A California bank that received $3.9 million in bailout funding has directed most of its recent loan activity to its own directors and their close associates.

Since it opened more than three years ago, West Sacramento-based Community Business Bank has lent approximately one-third of its loan portfolio of $100 million to company insiders, their relatives and their business partners, the Sacramento Bee reported.

Much of the insider lending activity was steered towards housing projects, a risky endeavor in northern California’s overheated and then battered real estate market. In one 2007 case, a bank director was lent $6 million for a development project in the nearby city of Vacaville.  Construction has yet to begin, the Bee reported.

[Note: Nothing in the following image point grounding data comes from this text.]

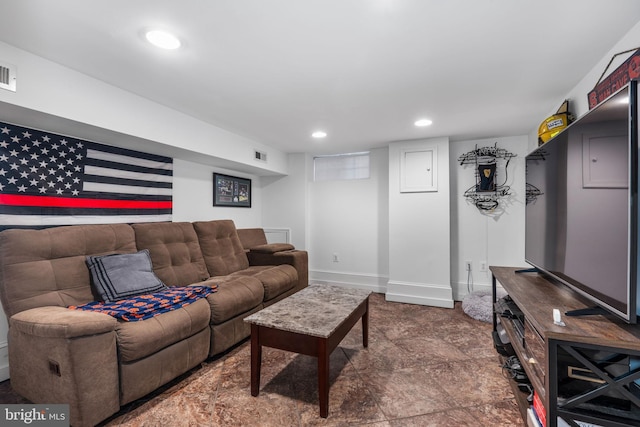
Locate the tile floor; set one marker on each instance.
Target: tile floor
(424, 366)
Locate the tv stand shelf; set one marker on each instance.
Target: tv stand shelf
(583, 371)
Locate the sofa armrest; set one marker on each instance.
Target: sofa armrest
(61, 322)
(271, 248)
(57, 355)
(297, 258)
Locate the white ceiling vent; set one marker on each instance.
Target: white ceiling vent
(7, 76)
(261, 156)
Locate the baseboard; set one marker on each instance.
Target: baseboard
(368, 282)
(420, 293)
(460, 289)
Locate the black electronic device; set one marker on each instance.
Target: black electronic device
(582, 227)
(505, 307)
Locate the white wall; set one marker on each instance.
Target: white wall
(286, 200)
(350, 219)
(495, 237)
(419, 232)
(58, 91)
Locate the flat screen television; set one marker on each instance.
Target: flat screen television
(582, 206)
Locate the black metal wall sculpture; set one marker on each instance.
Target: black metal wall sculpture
(486, 193)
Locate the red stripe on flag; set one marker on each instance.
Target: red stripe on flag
(68, 202)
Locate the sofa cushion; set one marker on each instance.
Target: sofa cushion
(140, 339)
(276, 279)
(221, 247)
(251, 237)
(47, 267)
(235, 296)
(121, 276)
(175, 251)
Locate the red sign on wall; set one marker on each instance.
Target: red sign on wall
(628, 70)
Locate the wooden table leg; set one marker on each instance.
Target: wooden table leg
(365, 325)
(256, 359)
(323, 377)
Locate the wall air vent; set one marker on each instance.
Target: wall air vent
(261, 156)
(7, 76)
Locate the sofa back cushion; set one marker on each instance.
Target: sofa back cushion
(221, 247)
(175, 251)
(251, 237)
(47, 267)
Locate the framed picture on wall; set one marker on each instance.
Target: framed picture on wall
(231, 191)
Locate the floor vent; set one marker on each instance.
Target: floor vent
(261, 156)
(7, 77)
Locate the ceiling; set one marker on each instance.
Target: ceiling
(361, 70)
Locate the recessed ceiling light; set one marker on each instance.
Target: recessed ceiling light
(423, 122)
(319, 134)
(162, 39)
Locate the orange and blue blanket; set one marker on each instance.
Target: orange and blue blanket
(146, 306)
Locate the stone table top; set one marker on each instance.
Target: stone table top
(317, 310)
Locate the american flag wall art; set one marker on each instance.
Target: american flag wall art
(48, 179)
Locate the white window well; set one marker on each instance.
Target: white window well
(341, 167)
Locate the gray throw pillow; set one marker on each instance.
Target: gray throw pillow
(121, 276)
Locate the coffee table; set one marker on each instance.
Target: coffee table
(312, 322)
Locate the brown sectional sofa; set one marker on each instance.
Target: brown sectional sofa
(96, 363)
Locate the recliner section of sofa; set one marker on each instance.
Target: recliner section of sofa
(96, 363)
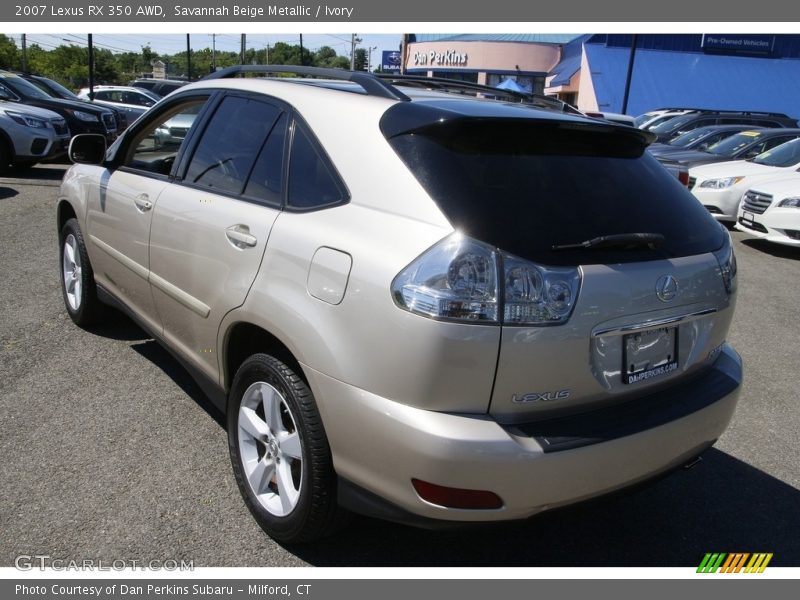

According to the Federal Deposit Insurance Corp., Community Business’ proportion of loans to bank directors is larger than 90 percent of banks of similar size.

Bankrate.com, an online banking information resource, said in a December 2008 evaluation that the bank “exhibited a significantly below average condition, characterized by substantially lower than normal overall, sustainable profitability, very questionable asset quality, strong capitalization and lower than normal liquidity.”

The Sacramento Bee report is the latest in the past week to cast doubt on the Treasury Department’s claim that the $700 billion Troubled Asset Relief Program was carefully designed to improve liquidity by funneling money to healthy banks.

BailoutSleuth reported yesterday that three banks had suspended dividend payments to the Treasury partly in an effort to improve straggling capital ratios.